Now I’m not saying that being a man-whore is the masculine ideal to strive for. People act like the Western masculinity and Asian masculinity are mutually exclusive. But men are men, no matter what part of the world you’re talking about. Men of all cultures do stupid sh!t, like wage war, screw lots of women and say things they later regret.
The Western masculine ideal stems from Greco-Roman culture, a major thread in European and Euro-American culture. Their ideal masculine archetype is that of the warrior-explorer-conqueror. It was Julius Caesar who gave us such a succinct gem as:
“I came. I saw. I conquered.”
Greco-Roman artwork tended to glorify the warrior’s physical strength and the body he chisels through training and battle. This physical ideal is still with us, which is why men go to the gym. Every guy feels like they need to look like the guys from 300.
Side note: Although Western society idealizes the Spartans, this cultural ideal conveniently leaves out the historical fact that the Spartans and other ancient Greeks were pederasts. Hence the reference to anal sex as “Greek style.”
Asian cultures also glorified their warriors. Much of what is discussed in Asian literature is mostly military-related: The Art of War, The Book of Five Rings, Romance of the Three Kingdoms, Water Margin. Although the physical ideal was not depicted in glorious fashion in ancient Asian artwork, Asian men did practice strength and combat training.
But something happened with Asian cultures (particularly Confucian-influenced cultures such as China, Korea, Vietnam and Japan) that altered the masculine ideal. When Confucianism spread across such societies, the role of the scholar was elevated and the role of the warrior was downgraded. The exception of course was Japan, who kept the samurai at the top of the class hierarchy.
So for well over a thousand years in Confucian-based societies, the key to success was to study hard, get a government job and everything you wanted (wealth, women, happiness) would follow. Follow the conventional path to success. Don’t take risks. Don’t stand out. And as result, many Asians nowadays are unhappy and live unfulfilled lives due to a thousand years of social programming.
Here’s an extreme example of social programming: Scaredy Cat Tigers
Zookeepers in China say their tigers have grown so tame that they're frightened of the chickens they're supposed to eat. The Chongqing Wild Animal Park has five rare adult white tigers which were originally trained to perform tricks for visitors, reports the Chongqing Morning Post. Keepers have been trying to encourage them to follow their natural instincts by throwing them live chickens - but without success.
Feeder Shi Ruqiang said, “They're supposed to be wild and scary, but due to their soft lifestyles and human care they have gradually lost their wild nature. I have been trying to interest them with live chickens but it was quite a funny scene. The tigers were so scared that they wouldn't go near them.
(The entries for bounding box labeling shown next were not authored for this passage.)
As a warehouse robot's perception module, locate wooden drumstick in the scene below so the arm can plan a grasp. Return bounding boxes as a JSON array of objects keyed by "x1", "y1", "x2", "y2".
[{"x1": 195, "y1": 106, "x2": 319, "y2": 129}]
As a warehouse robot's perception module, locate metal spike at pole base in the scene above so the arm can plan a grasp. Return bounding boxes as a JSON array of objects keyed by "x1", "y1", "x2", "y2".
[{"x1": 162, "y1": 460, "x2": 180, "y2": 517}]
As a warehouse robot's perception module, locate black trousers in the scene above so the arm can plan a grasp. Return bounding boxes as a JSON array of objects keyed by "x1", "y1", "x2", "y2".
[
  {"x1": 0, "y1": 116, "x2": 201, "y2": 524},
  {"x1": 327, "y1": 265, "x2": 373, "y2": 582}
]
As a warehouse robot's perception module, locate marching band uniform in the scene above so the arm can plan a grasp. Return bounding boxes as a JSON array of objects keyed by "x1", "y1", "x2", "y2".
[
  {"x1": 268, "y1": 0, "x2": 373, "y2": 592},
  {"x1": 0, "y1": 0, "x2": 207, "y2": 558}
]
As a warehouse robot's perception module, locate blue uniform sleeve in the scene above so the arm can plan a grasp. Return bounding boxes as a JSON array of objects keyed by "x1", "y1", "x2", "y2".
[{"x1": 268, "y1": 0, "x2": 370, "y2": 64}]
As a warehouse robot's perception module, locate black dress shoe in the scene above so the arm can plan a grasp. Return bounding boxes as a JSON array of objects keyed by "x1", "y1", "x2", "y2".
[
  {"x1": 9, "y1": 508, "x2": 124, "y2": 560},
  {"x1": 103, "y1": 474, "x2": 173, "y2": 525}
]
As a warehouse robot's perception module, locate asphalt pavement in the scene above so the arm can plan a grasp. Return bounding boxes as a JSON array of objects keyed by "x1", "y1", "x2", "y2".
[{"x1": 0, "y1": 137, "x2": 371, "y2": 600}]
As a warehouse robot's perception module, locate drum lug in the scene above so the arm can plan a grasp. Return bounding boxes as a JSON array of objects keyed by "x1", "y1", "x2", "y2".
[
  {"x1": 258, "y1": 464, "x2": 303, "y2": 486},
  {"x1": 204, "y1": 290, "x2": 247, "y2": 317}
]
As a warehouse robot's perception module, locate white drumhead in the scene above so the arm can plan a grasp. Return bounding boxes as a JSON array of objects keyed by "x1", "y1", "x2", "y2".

One chicken passed out and the tigers did eventually approach it - but then it woke up again and squawked and they ran for their lives!"
Shi says the keepers are now forcing the tigers to stay outside their cages for at least 12 hours a day to toughen them up. And they are planning to introduce a wild tiger to show the domesticated big cats the ropes.
"If all else fails, we will simply cut down their rations until they are so hungry that they are forced to hunt for themselves," he added.